Bures distance as a measure of entanglement for symmetric two-mode Gaussian states

TL;DR

This paper introduces a new way to measure entanglement in symmetric two-mode Gaussian states using the Bures distance, simplifying calculations and aligning with known entanglement measures.

Contribution

It provides a simplified method to evaluate Gaussian entanglement via Bures distance, linking it to the symplectic eigenvalues and entanglement of formation.

Findings

Bures distance-based entanglement measure depends only on the smallest symplectic eigenvalue.

The measure aligns with the exact entanglement of formation for symmetric states.

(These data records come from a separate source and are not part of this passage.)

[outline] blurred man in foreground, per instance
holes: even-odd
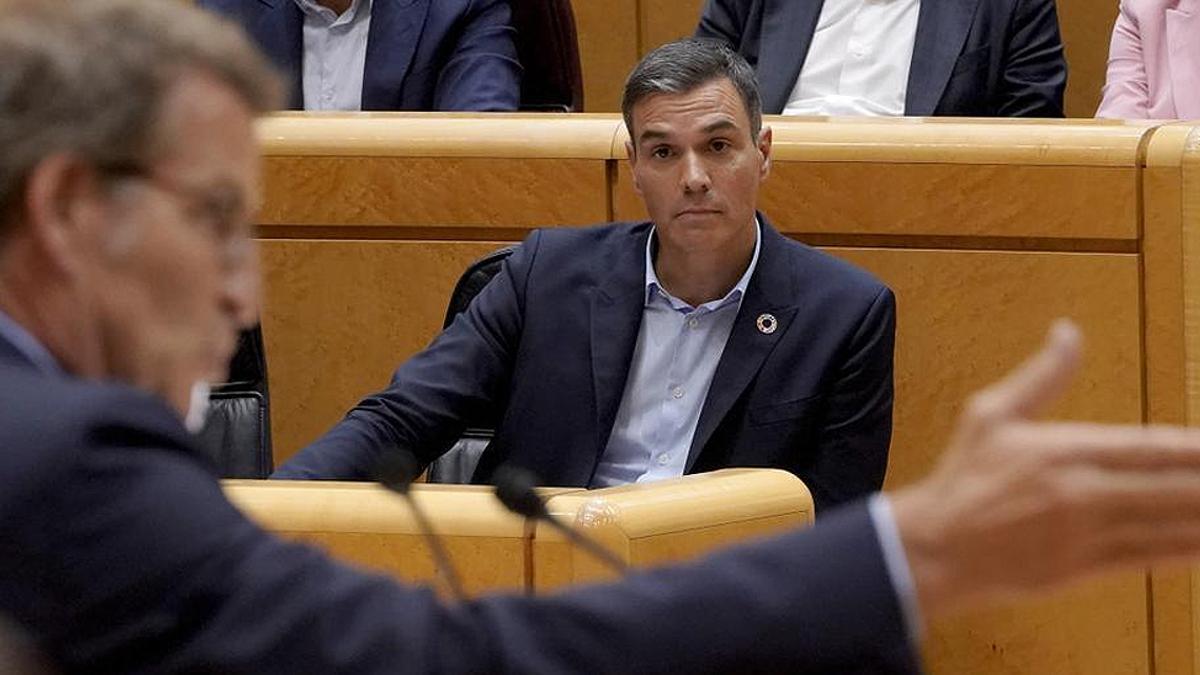
[[[620,584],[448,606],[249,523],[192,448],[252,319],[239,35],[167,0],[0,0],[0,614],[93,672],[880,672],[921,623],[1200,555],[1200,433],[1030,421],[1067,324],[926,480]]]

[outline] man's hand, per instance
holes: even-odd
[[[977,393],[927,478],[892,496],[926,618],[1200,557],[1200,430],[1039,423],[1079,364],[1060,321]]]

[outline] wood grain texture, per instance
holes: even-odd
[[[638,53],[696,32],[704,0],[641,0],[638,19],[641,22],[641,44]]]
[[[1156,129],[1147,146],[1142,174],[1146,420],[1160,424],[1188,422],[1182,162],[1192,130],[1182,124]],[[1179,569],[1154,570],[1150,587],[1155,673],[1194,675],[1191,574]]]
[[[575,523],[634,567],[686,560],[747,539],[812,522],[812,495],[795,476],[772,469],[724,469],[649,484],[567,492],[549,511]],[[614,578],[586,551],[539,526],[534,589]]]
[[[952,117],[767,115],[777,161],[1137,166],[1146,120],[1027,120]],[[612,156],[626,157],[626,130]]]
[[[259,120],[271,156],[606,159],[620,119],[564,113],[311,113]]]
[[[263,242],[276,464],[384,387],[441,330],[466,266],[506,243]]]
[[[281,536],[404,581],[437,578],[409,505],[382,487],[325,481],[227,481],[224,487],[238,508]],[[491,490],[421,485],[412,494],[468,593],[527,590],[525,520],[501,506]]]
[[[627,164],[617,181],[614,217],[646,218]],[[777,161],[759,207],[791,234],[1132,241],[1137,191],[1133,166]]]
[[[1057,0],[1055,4],[1070,71],[1067,117],[1091,117],[1100,107],[1117,0]]]
[[[263,225],[582,225],[608,217],[603,160],[267,157]]]
[[[1141,419],[1134,255],[832,249],[896,293],[896,404],[887,486],[926,474],[966,397],[1041,342],[1051,321],[1087,336],[1080,377],[1050,417]],[[1142,575],[934,626],[931,673],[1148,672]],[[1098,649],[1097,645],[1104,645]]]
[[[638,0],[572,0],[589,112],[621,109],[625,78],[641,58]]]

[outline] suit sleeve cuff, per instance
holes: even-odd
[[[904,554],[900,530],[897,529],[896,519],[892,515],[892,502],[880,493],[871,497],[867,508],[871,514],[871,523],[875,526],[875,534],[879,538],[879,547],[883,550],[888,578],[904,614],[908,639],[916,648],[921,644],[924,623],[921,620],[921,608],[917,604],[917,589],[913,582],[912,570],[908,567],[908,557]]]

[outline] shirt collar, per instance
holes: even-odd
[[[318,3],[317,0],[294,0],[294,2],[305,15],[320,17],[331,27],[352,23],[358,18],[359,12],[362,12],[364,16],[371,14],[371,0],[352,0],[350,8],[342,12],[341,16],[334,14],[332,9]]]
[[[25,330],[21,324],[0,311],[0,339],[8,341],[21,356],[24,356],[41,372],[50,375],[62,372],[58,360],[46,349],[32,333]]]
[[[693,309],[706,309],[713,311],[725,306],[730,302],[740,302],[742,296],[746,294],[746,287],[750,285],[750,277],[754,276],[754,268],[758,266],[758,251],[762,248],[762,223],[758,221],[758,216],[754,217],[754,255],[750,256],[750,264],[746,266],[746,271],[742,274],[742,278],[734,284],[733,288],[725,294],[725,297],[706,302],[699,307],[692,307],[683,300],[676,298],[663,288],[663,285],[658,281],[658,274],[654,271],[654,237],[658,227],[655,226],[650,230],[650,236],[646,238],[646,304],[649,305],[656,296],[662,297],[671,307],[681,311],[690,312]]]

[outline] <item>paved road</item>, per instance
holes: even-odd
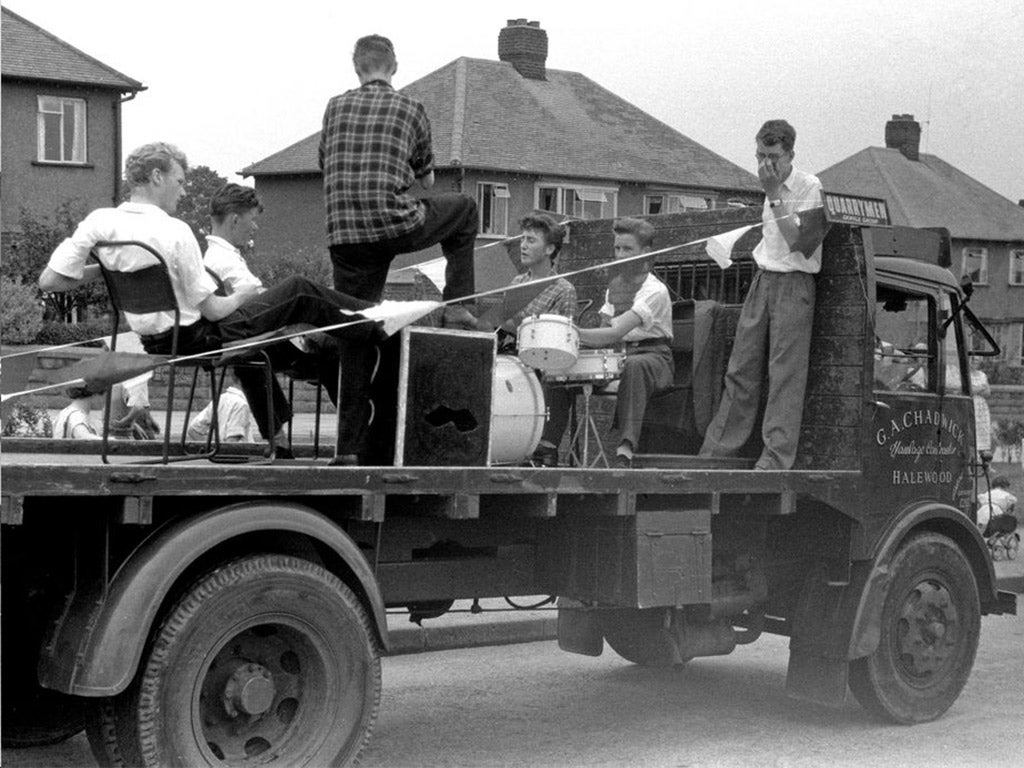
[[[728,657],[643,669],[609,650],[554,642],[398,656],[368,768],[404,766],[1020,766],[1024,617],[988,617],[974,673],[945,717],[879,724],[852,700],[838,710],[784,693],[787,641]],[[4,765],[92,765],[82,736],[6,753]]]

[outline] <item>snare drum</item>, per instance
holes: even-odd
[[[560,371],[576,362],[580,334],[564,315],[534,315],[519,325],[519,359],[541,371]]]
[[[613,349],[584,349],[576,362],[562,371],[555,371],[545,376],[545,381],[554,382],[598,382],[612,381],[622,375],[622,363],[626,359],[625,352]]]

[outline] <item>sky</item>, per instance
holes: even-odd
[[[1024,198],[1021,0],[3,4],[146,86],[124,107],[126,151],[170,141],[234,181],[319,130],[328,98],[358,84],[362,35],[391,38],[401,88],[460,56],[497,60],[500,29],[527,18],[547,31],[549,68],[751,172],[764,120],[795,126],[796,164],[816,173],[884,146],[906,113],[922,152]]]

Simplified minimization procedure using properties of Uhlmann fidelity.

Abstract

We evaluate a Gaussian entanglement measure for a symmetric two-mode Gaussian state of the quantum electromagnetic field in terms of its Bures distance to the set of all separable Gaussian states. The required minimization procedure was considerably simplified by using the remarkable properties of the Uhlmann fidelity as well as the standard form II of the covariance matrix of a symmetric state. Our result for the Gaussian degree of entanglement measured by the Bures distance depends only on the smallest symplectic eigenvalue of the covariance matrix of the partially transposed density operator. It is thus consistent to the exact expression of the entanglement of formation for symmetric two-mode Gaussian states. This non-trivial agreement is specific to the Bures metric.